Seventy years ago, the New York State Agricultural Experiment Station suggested that gardeners try cultivated elderberries as something unusual in a fruiting shrub.
A named variety called Adams was offered for introduction through the New York Fruit Testing Association at Geneva, which propagates and tests (through its members) the new varieties selected by the Experiment Station.

The cultivated Adams is not a hybrid, but merely a selected form of Sambucus Canadensis, with a strong, vigorous habit and an abundance of fruit clusters, somewhat larger than the wild type. This is good news for herb gardeners who have long wished to secure a “mother elder” for a background plant for the herb garden.
The elder “tree” in the olden days was believed to exercise a protective influence against the attacks of witches and wizards. It was known in folklore as “mother elder” before whom the woodcutter must bow and scrape before cutting a bough. This was probably a carry-over from the days of the Druids when all trees were possessed by spirits.

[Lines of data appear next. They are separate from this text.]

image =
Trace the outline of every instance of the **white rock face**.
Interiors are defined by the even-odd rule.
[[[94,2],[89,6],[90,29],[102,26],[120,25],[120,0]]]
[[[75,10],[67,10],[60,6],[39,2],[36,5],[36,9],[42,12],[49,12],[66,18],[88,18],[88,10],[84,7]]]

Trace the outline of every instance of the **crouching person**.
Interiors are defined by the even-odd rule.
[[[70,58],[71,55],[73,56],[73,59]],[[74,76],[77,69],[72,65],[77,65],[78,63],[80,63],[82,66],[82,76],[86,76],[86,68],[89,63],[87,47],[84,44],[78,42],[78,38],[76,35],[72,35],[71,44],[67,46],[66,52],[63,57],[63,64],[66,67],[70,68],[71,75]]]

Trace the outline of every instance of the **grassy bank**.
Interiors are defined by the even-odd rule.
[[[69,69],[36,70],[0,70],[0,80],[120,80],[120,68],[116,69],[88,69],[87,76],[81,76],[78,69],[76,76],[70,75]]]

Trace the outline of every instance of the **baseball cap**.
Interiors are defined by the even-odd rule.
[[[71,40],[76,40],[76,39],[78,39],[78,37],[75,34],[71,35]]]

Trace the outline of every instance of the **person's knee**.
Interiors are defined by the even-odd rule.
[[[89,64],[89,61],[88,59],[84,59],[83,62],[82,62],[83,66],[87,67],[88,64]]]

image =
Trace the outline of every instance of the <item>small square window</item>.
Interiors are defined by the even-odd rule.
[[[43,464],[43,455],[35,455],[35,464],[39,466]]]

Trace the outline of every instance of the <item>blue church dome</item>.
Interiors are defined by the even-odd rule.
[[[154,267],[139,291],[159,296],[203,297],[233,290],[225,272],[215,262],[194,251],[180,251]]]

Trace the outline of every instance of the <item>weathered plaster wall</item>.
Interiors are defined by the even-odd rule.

So many superstitions are associated with the elder (Sambucus canadensis) that it is possible to find several in contradiction to each other. While a person was supposed to be perfectly safe in a thunderstorm under the shelter of an elder, to sleep under it was not prudent.
The narcotic smell of the flowers was believed to be noxious by some of the ancient writers, while the dried blossoms, fruit, and bark were considered a panacea for all sorts of ills. An elder stake was said to last in the ground longer than an iron bar of the same size.
Stakes From Old Wood
If you were to make stakes from old wood in the fall they might sprout leaves by spring, because that is how the cultivated variety Adams is propagated. Hardwood cuttings are taken in late winter and kept moist and cool till spring planting time in the nursery.
The large umbels of creamy white flowers, so familiar as to be sometimes overlooked along our roadsides and hedgerows, show up handsomely in the background of the herb garden. The deep purple fruit clusters hang gracefully on wiry sterns.
Elders
Elder offers the gardener a great deal, both in beauty and in usefulness. The compound leaves are not so dense that they completely shade smaller herbs growing around and under the shrub. In our area, the elder grows only five to 12 feet tall, and when the bushes are bent with their load of fruit, picking is easy.
In the south, plants are much larger, while in the far west another species, the blue-berried elder (Sambucus glauca) is a tree of 40 feet in height. The most handsome species is the red-berried elder (Sambucus racemosa), with conical clusters of white flowers followed by upright bunches of bright scarlet berries. The red berries are too bitter for jelly and the diver’s other uses for the other two.
Elders Banquet
To the gardener who would eat his herbs and have them too, the elder is a banquet. From the time the first leaf buds appear in the spring, through the period when the fragrant flowers open wide in June and on until the ripening fruit is made into jelly, this plant is edible.
The young leaves may be scalded with boiling water and added to a green salad served with French dressing. Elder flowers dipped in batter and browned in deep fat like fritters are a European delicacy. The half-ripe berries make tasty jelly that needs no added pectin.
If it is later than you think when you get around to gathering the fruit and they are all deep purple colored with no green ones to insure the “jell”, add apple juice or certo.